I've got this Howard Dean problem, and it's not that I think he's George McGovern. Actually, I think he's John Wayne.
And not just any John Wayne, but the Duke in his greatest performances, in some of John Ford's later movies. I know -- it's bad enough to tell my fellow liberals that I still have reservations about Dean, but to say that John Wayne was capable of great performances immediately subjects all my judgment and, perhaps, eyesight, to pitiless scrutiny. Nevertheless.

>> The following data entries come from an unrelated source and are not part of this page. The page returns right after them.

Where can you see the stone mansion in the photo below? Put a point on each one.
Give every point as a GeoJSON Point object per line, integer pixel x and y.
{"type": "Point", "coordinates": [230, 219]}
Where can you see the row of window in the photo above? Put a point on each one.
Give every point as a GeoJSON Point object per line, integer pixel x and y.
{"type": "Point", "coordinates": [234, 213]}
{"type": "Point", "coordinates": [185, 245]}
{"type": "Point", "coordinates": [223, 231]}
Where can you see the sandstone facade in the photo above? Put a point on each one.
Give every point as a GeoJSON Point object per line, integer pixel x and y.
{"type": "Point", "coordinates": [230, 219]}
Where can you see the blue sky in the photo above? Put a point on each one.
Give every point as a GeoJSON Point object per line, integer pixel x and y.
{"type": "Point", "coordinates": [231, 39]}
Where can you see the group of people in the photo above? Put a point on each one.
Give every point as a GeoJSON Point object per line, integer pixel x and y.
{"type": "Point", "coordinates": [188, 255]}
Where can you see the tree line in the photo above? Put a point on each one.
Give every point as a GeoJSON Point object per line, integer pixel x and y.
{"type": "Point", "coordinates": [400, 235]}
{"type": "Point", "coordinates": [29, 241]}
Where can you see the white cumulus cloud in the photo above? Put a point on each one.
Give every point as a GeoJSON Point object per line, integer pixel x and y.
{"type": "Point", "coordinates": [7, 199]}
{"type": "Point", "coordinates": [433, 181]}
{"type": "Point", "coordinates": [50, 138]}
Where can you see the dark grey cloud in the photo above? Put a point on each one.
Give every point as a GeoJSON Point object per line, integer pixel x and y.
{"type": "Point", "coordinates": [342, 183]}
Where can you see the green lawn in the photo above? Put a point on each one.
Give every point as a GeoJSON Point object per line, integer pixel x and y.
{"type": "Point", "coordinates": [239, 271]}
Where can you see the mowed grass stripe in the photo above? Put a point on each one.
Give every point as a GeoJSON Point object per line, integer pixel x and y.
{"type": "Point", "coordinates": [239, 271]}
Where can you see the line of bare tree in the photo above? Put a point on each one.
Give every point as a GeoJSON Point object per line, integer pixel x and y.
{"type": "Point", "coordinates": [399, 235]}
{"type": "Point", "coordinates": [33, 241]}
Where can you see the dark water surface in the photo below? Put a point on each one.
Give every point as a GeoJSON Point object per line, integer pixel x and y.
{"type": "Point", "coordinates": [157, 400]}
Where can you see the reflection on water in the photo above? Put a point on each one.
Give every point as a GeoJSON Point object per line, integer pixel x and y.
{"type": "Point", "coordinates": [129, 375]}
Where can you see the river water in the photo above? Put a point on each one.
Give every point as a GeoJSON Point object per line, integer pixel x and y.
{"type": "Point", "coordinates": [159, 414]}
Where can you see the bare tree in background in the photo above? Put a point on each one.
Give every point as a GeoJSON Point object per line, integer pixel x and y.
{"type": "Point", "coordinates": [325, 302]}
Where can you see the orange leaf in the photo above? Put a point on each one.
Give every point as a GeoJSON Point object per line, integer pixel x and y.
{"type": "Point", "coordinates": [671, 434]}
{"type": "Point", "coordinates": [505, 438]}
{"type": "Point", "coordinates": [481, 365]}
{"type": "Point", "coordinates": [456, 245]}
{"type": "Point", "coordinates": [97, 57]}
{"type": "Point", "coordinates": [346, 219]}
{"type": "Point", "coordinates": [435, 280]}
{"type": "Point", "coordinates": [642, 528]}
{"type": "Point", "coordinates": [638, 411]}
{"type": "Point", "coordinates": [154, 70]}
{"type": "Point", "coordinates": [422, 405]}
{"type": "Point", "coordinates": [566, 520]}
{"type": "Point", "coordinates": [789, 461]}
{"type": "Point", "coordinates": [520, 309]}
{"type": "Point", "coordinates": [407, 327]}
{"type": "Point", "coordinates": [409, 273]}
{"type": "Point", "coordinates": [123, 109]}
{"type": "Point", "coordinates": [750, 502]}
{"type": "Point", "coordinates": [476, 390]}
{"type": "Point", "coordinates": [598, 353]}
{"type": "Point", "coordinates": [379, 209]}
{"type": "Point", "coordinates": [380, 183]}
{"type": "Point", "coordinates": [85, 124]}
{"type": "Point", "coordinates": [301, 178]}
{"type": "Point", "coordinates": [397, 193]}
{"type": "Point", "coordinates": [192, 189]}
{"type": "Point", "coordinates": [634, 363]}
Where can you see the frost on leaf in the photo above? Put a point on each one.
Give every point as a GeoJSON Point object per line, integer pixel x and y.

I have in mind the Wayne characters in "The Searchers" and "The Man Who Shot Liberty Valance." In these movies, Wayne plays historically transitional figures -- the ultimate tough guy who defeats the forces of darkness and disorder, in no small part by becoming, or just being, very like them himself, but for whom the forces of light then have no further use. In "The Searchers," he spends five years hunting down a Comanche tribe, and when he finds it, he scalps the chief. The conclusion of "The Searchers" sees Wayne heading off to wander in the desert as the door to his family's home closes behind him. In "Liberty Valance," he guns down bad guy Lee Marvin -- and renders himself obsolete as soon as the smoke clears. With their safety secured, the townsfolk don't need the Wayne character anymore; they go off and anoint the distinctly less rambunctious Jimmy Stewart as their hero.
At first glance the parallels between these Wayne incarnations and George W. Bush may seem more striking. Bush has Wayne's swagger, his contempt for certain civilized norms. He's a president for battle, but when it comes to thinking through how to build a community or a police force after the war is over, he's as clueless as the Duke once the bad guys are dispatched. At this point, as John Ford clearly understood, you send for Jimmy Stewart.
But in Howard Dean, you don't get Jimmy Stewart -- at least, not yet.
You get the Democrats' John Wayne, on a mission to hunt down George W. Bush in no small measure by becoming, or being, the Democratic candidate most like Bush. Dean has the Duke's contempt for all those citified fellers -- the Washington Democrats -- who took forever to realize that Bush was gunning for them and never quite figured out how to fight back.
Alone among the Democratic candidates, Dean understood that the law hadn't come yet to Dodge, that the party needed a tough guy who could unleash its long-suppressed animal instincts. And so Dean has pursued the same strategy that Bush has followed, but that his fellow Democrats have shunned: Cultivate the base. He gave the core Democrats, and the unaffiliated young, a meaningful vehicle to oppose the war and Bush's shredding of the social contract at home and international alliances abroad.
While the Republicans under Bush have consistently catered to the right, Dean is the first Democratic presidential candidate in years to have reached out so clearly to his party's liberal base.
And to that base, Dean's appeal is as much personal as programmatic.
The Deaniacs love him for the enemies he's made and his seeming determination to keep making them. He's as pugnacious as Bush, and just as inclined to shoot from the lip -- less from misspeaking, I surmise, than from a sense that at times he needs to assure the zealots in his ranks. Like Bush, he can alienate millions of people at such moments -- for instance, his refusal to immediately swat down the cockeyed notion that Bush knew about Sept. 11 in advance -- but, like Bush, by so doing he displays a solicitude even to the most feebleminded of his backers.
All this has made for an absolutely brilliant 2003, with Dean soaring into what is likely an insurmountable lead in the fight to become the party's nominee. The Democrats have needed a Wayne of their own, and there are signs -- Nancy Pelosi's increasingly assured leadership of the House Democrats, for one -- that this toughness is beginning to take hold beyond the confines of Deanland. The question, though, is whether Dean can transcend his inner Duke. In 2004 the Democrats need a Jimmy Stewart, too, who can persuade the townsfolk that he's not just good for battle but for building a better social order.
That doesn't mean Howard Dean needs to move to what many in Washington consider the center. Dean's well-grounded misgivings about free trade will certainly stand him in better stead in such key swing states as Ohio than will a New Democrat infatuation with a globalization that raises profits and depresses wages. But it does mean that Dean needs to find some Stewart-like magic that enables him to talk to Ohioans about family and security as though he were more of an old friend -- someone who champions their interests and feels at home in their culture. He doesn't need to cultivate a drawl, but he needs to broaden his repertoire beyond the bark.
Even those of us who defend John Wayne's acting, after all, never say that the Duke had any range.